What have studies demonstrated about the effect of exercise with depression scores?

Answer 36

Griest 1984: tested exercise, relaxation or psychotherapy. after 3 months, both exercise and relaxation therapy gained, while psychotherapy groups regressed.

Concluded that EXERCISE IS MORE EFFECTIVE than psychotherapy by providing an opportunity to learn skills to assist in depression management, as well as fostering self efficacy.

Question 37

Explain Blumenthal’s study showing the efficacy of exercise compared to SSRI’s

Answer 37

compared exercise groups and placebos, as well as a group on sertraline (SSRI)

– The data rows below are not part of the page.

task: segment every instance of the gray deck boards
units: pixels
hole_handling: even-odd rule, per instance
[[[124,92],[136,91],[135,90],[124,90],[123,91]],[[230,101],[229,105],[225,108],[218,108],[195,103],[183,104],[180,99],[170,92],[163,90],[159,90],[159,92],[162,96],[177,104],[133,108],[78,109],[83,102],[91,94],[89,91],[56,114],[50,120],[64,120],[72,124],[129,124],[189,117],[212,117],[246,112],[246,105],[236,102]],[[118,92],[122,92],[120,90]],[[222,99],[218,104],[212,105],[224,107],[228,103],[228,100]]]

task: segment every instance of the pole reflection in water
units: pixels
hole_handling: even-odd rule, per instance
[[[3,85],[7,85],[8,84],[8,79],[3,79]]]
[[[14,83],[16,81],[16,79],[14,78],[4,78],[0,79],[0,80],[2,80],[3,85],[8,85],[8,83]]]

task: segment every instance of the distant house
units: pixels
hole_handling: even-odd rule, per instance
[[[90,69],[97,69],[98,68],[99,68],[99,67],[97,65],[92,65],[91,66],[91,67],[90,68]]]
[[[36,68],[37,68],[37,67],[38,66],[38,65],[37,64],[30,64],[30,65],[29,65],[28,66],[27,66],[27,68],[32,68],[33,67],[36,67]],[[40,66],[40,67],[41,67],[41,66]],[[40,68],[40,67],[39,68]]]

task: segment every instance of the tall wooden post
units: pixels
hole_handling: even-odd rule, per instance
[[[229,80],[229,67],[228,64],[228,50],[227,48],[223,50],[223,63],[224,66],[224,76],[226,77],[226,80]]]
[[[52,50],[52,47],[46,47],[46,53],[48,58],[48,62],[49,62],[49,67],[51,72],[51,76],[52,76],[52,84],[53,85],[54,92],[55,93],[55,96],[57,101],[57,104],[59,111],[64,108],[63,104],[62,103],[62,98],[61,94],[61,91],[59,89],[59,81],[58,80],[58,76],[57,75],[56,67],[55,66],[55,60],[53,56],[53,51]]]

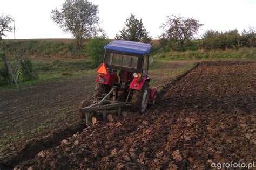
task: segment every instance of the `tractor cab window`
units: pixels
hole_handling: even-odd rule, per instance
[[[131,68],[137,68],[138,57],[122,55],[118,54],[110,54],[109,64]]]
[[[147,75],[147,67],[149,65],[149,54],[145,54],[143,59],[143,76]]]

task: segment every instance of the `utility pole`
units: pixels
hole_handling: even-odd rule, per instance
[[[14,39],[16,39],[15,37],[15,23],[14,23]]]

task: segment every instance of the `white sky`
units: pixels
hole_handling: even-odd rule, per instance
[[[0,15],[15,19],[16,39],[70,38],[50,19],[51,11],[60,9],[65,0],[1,0]],[[204,25],[199,31],[239,31],[256,27],[256,0],[92,0],[99,5],[100,26],[110,38],[114,38],[131,13],[142,18],[145,27],[154,39],[161,33],[159,27],[166,16],[180,14],[193,17]],[[14,38],[9,33],[4,39]]]

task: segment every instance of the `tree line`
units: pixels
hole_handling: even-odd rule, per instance
[[[64,32],[72,35],[79,49],[82,47],[85,39],[107,38],[106,33],[99,27],[98,14],[98,5],[90,1],[66,0],[60,10],[56,8],[52,10],[51,18]],[[12,21],[9,16],[2,15],[0,17],[0,39],[5,36],[5,32],[12,30],[10,25]],[[194,18],[180,15],[168,16],[160,26],[162,32],[159,36],[160,44],[174,51],[186,49],[186,46],[191,44],[202,25]],[[149,43],[152,38],[144,26],[142,19],[137,18],[132,13],[125,20],[123,29],[116,35],[116,39]],[[255,47],[255,30],[250,27],[239,33],[237,30],[225,32],[208,30],[199,41],[197,46],[206,49]]]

• all 3 groups had reduced depression scores based on placebo
• demonstrated that both exercise groups (home and gym based) are able to produce effects that are comparable to med therapy.

Question 38

studies have shown that exercise is best for __ and ___ depression

Answer 38

mild and moderate depression

-but other studies have shown that exercise has a large and significant antidepressant affect in people with MDD. therefore, others suggests that exercise is an evidence-based treatment for depression.

Question 39

Mechanism of action for exercise as a treatment for depression (5)

Answer 39

exercise INCREASES DA SECRETION in the brain, begins to associate exercise with pleasurable experiences. pleasurable experience association promotes repetition.

1) repeated activation of the reward pathway causes a restructuring and new memories, part of the beenefit of exercise
2) also increases brain aminergic synaptic transmission by increasing the firing rate of 5HT neurons, resulting in an increased rate of release and synthesis fo 5HT.
3) urine tests show increased metabolite excretion following exercise. Exercise is therefore able to INDUCE NEURAL ADAPTATIONS (SEE ADAPTIVE CHANGES) identical to that caused by chronic antidepressant treatment.
4) Exercise also exerts antidepressant affects through BDNF mechanisms of action.
5) growth hormone production. Facilitates growth and maturation of neurons.

Question 40

relationship between BDNF and exercise

Answer 40

BDNF is a protein encoded by BDNF gene, a member of the neurotropin family of growth factors found in the brain. BDNF is active in HC, Cortex and basal forebrain. After several days of exercise, BDNF gene and protein production by neurons are increased in HC subfields and remains elevated as long as exercise is sustained.

Question 41

BDNF is active in ___, ___, and _____ forebrain.

Answer 41

BDNF is active in HC, Cortex and basal forebrain.

Question 42

what type of hormone is produced during exercise

Answer 42

exercise increases growth hormone. growth hormone is responsible for growth and maturation of neurons.

Question 43

Problem with using exercise as a treatment to depression

Answer 43

exercise is useful in treating depression but the problem is compliance. it is hard for someone to keep workin out. exercise as a treatment typically requires a very gradual implementation combined with other forms of therapy.

in addition to antidepressant effects, exercises facilitates increased social benefits, RELAPSE PREVENTION, decreased isolation, increased structure, and increased self esteem.